Thanks I'll check it out.

I currently use twitter and Facebook but recently ran into a photog buddy of mine after a shoot in central park and he was telling me to add him on google+ and LinkedIn and I was just curious as to what the benefits of all are and how people decide which ones to use. I find Facebook to be pretty ridiculous sometimes, I am not a fan but so many people use it I generate a lot of business from it.


----------



## flashyinteractive (Dec 15, 2011)

I use Facebook, LinkedIn, Google+. I don't use Myspace. Myspace seems to not be popular like it used to be.


----------



## xposurepro (Dec 18, 2011)

Facebook .. because that's where everybody is. Especially good for marketing to the high school seniors.

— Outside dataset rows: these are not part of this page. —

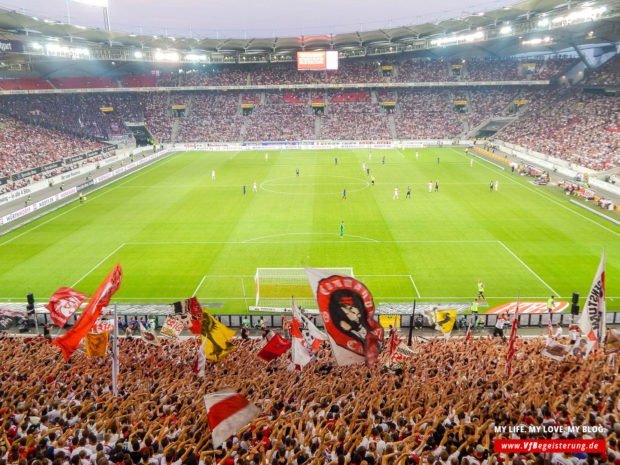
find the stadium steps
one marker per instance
(175, 130)
(242, 130)
(611, 172)
(392, 125)
(503, 120)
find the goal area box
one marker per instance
(276, 286)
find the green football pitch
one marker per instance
(177, 232)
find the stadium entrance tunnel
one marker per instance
(314, 185)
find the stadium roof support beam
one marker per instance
(581, 55)
(486, 50)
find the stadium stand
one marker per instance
(326, 414)
(606, 75)
(578, 127)
(25, 146)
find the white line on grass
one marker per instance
(201, 281)
(98, 264)
(444, 298)
(537, 192)
(131, 178)
(531, 271)
(366, 240)
(308, 233)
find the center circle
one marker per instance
(318, 185)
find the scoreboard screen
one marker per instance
(318, 60)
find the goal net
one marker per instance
(276, 286)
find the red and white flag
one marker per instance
(592, 321)
(512, 343)
(228, 412)
(306, 337)
(70, 341)
(468, 335)
(276, 346)
(555, 350)
(348, 311)
(63, 304)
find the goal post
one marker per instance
(275, 286)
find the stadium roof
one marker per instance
(20, 23)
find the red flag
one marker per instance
(468, 335)
(512, 342)
(228, 412)
(69, 341)
(190, 312)
(63, 304)
(348, 310)
(276, 346)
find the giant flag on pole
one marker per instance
(592, 321)
(228, 412)
(96, 344)
(276, 346)
(69, 341)
(306, 337)
(348, 310)
(215, 338)
(63, 304)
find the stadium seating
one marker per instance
(25, 146)
(578, 127)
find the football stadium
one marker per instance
(397, 243)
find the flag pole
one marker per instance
(115, 356)
(409, 341)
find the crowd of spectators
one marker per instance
(606, 75)
(427, 114)
(444, 407)
(280, 121)
(355, 121)
(24, 146)
(581, 128)
(77, 113)
(212, 117)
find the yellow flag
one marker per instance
(96, 344)
(215, 338)
(445, 321)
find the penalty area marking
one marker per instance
(269, 182)
(200, 284)
(528, 268)
(99, 264)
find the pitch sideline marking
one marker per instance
(546, 197)
(530, 270)
(414, 286)
(468, 298)
(156, 164)
(98, 264)
(251, 241)
(200, 284)
(306, 233)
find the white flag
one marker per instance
(99, 3)
(592, 321)
(228, 412)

Twitter .. sucks for seniors and general portraiture .. we limit twitter efforts to our boudoir services.

Google+ .. sucks for everything right now but we are building it anyway because it rocks and we're hoping that it becomes a major player with the general consumer. We have multiple G+ pages now streamlined different client types. ... As of now we have got a few clients through G+ and they have been business executives (not for headshot sessions but that's the income class they fell into)

LinkedIn .. brings in some quick n easy business headshots but that's mostly all we see from it.

MySpace ... MyWhat?

ModelMayhem ... very few model portfolio and boudoir requests. Primarily filled with wannabe models. We use it when we need to scout a model for a commercial shoot, or our own stock shoot .. in which cases we are being compensated by a third party so the all popular TFCD method that the wannabes are use to works out ok for us.

Flickr .. Awesome if you're client demographic is other photographers .. same goes for 500px


----------



## photo guy (Dec 18, 2011)

I have a photobucket page with very few photos and only use a few sites that deal with the type of photography that I deal with the most right now. Those sites are not listed above but one is listed in a post that I put up the other day and was moved to this section.


----------